Postpartum Depression is different from the “baby blues”,. The later only lasts about a week while the former can last months or longer if left untreated. Symptoms of PPD are also clearly distinctive: loss of appetite, loss of pleasure in activities you once enjoyed, feelings of worthlessness and guilt, and/or changes in sleeping patters. More serious symptoms require immediate medical attention and they include: negative feelings towards the baby, hallucinations, or recurrent thoughts of death or suicide.

Myth #4 – “My family does not understand about depression. If I speak out they’ll shun me out”

The family unit can create high expectations for new mothers. Many families, however, either don’t talk openly about mental health issues or just haven’t been directly exposed to them. In these cases, the stigma associated with mental illness can be especially damaging to a new mother. Do not let uncertainty, fear, or misinformation become a barrier and stop you from getting the help you need.

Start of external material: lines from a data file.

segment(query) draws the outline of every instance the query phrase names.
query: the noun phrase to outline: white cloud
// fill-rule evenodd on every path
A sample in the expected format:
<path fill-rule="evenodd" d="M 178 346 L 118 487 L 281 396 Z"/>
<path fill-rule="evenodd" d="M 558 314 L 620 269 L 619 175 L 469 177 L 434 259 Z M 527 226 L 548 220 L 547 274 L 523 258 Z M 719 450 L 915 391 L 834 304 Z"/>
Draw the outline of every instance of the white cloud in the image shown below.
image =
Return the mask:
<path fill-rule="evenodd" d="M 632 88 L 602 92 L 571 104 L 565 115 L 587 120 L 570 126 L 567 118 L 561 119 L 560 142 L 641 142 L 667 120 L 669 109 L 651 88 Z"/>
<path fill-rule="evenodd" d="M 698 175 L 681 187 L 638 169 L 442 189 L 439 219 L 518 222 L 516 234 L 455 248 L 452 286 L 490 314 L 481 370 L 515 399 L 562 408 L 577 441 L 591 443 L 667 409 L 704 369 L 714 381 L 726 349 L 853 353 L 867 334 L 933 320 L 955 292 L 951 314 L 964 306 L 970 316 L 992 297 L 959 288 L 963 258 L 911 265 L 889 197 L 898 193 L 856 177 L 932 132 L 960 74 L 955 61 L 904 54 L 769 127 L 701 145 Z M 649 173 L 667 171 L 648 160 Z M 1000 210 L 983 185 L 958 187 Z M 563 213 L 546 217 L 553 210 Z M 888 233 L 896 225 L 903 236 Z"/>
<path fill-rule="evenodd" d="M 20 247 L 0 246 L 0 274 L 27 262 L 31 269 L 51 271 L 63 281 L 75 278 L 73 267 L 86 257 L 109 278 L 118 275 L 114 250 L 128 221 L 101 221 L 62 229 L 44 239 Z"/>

Previous generations of mothers have probably experienced PPD but haven’t had the courage or the opportunity to talk about it. Sit down with the mothers in your family and bring up the topic; you might be surprised by how common postpartum depression feelings are.

Myth #5 – “If I ask for help I’ll have to take medication that might affect breastfeeding or hurt my baby”

As a precaution, antidepressants are not usually recommended for most pregnant women, especially during the early stages of a pregnancy. However, there are exceptions to be made if the risk posed by depression is far greater than the potential risks of antidepressants. Some of these potential complications include: loss of pregnancy, birth defects affecting the baby’s heart, risk of pulmonary hypertension[2]. Your doctor should discuss with you the risks vs benefits of taking antidepressants so that you both can decide what is the best option for you and your baby.

Many mothers are now opting for a non-drug therapy to treat postpartum depression, Transcranial Magnetic Stimulation Therapy or TMS therapy. It is increasingly becoming a preferred method of treatment for postpartum depression because it is a non-drug, non-invasive therapy that will not produce side effects for the mother of the baby. A study published by the Washington University School of Medicine in 2009 chronicled 9 antidepressant-free women suffering from postpartum depression, 8 out of them achieved remission of symptoms after 4 weeks of repetitive TMS Therapy. Additionally, results showed a significant increase in mother-baby bonding. This demonstrated promising results for the use of TMS therapy in various types of depression.

If you are experiencing any of the symptoms discussed above or if you need help determining if a family member could be experiencing PPD, contact your family doctor immediately. Seeking treatment will give you the opportunity to feel better and enjoy the blessings and happiness that come with becoming a parent.